Banks move toward cloud infrastructure

Many large financial institutions encounter a large amount of active data on a daily basis. From deposits and withdrawals to monetary transitions and certificate of deposit accounts, banks need to provide their customers with flexibility and security. For those merging online transactions with in-house operations, cloud computing offers an environment necessary for an omnichannel business approach. 

Reducing overall expenses 
Customer service aside, it has become more expensive for financial enterprises to maintain a contemporary data center. Although servers were built to last, the speed and expanse of 21st century commerce have rendered them nearly obsolete. Maintaining on-premise systems has also grown more costly as IT departments with limited capabilities are forced to adapt to changing performance needs. 

According to Gartner, 60 percent of banks worldwide will be forced to transition the majority of their IT responsibilities to cloud servers by 2016, primarily due to poor return on equity. The report stated that the consumerism is expected to ignite revolutionary waves throughout different industries as well. As a result, the United States market will encounter vast shifts to advanced technologies, prompting monetary enterprises to follow suit. 

Penny Crosman, a contributor to American Banker, followed up with an analysis of Gartner's prediction, citing increased usage of mobile devices and prevalent outsourcing services. Banks possessing multiple branches and several data centers will eventually be overwhelmed by labor expenses associated with such a system. 
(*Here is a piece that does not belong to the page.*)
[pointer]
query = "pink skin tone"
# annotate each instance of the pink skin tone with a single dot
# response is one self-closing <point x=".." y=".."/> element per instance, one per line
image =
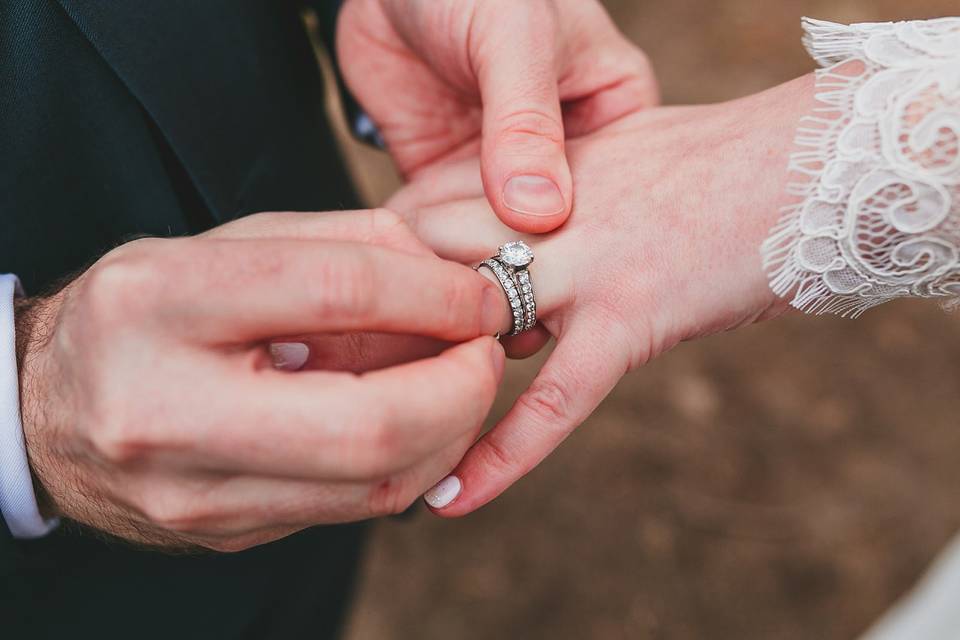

"Storing data in the cloud can be far less expensive than storing it in-house, and the cost savings could be a powerful incentive for banks to migrate to the cloud," said Crosman. 

Reviewing the migration and the features
The initial start-up costs presented by most cloud hosting companies will most likely intimidate banks eager for immediate economic benefits. Because the technology is expected to encounter continuous development and restructuring over the next few years, it is likely that related services will grow cheaper. For large institutions handling millions of transactions each day, the public cloud seems to be the viable solution.
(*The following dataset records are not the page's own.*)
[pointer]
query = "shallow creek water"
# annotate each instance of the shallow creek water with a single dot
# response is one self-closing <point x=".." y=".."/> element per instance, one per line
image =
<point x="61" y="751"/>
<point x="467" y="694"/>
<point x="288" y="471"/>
Cloud Pro acknowledged a few key traits associated with the public platform that are sure to result in a long-term return on investment. Commodity infrastructure and applications, such as email, file storage and Microsoft Office tools allow for remote, real-time collaboration between employees. 

A cloud infrastructure service further allows financial organizations to easily integrate software that has no preconceived reliance on legacy systems. If a bank wants to test a new operating system or program, deploying it in the cloud won't put the company's transactions at risk.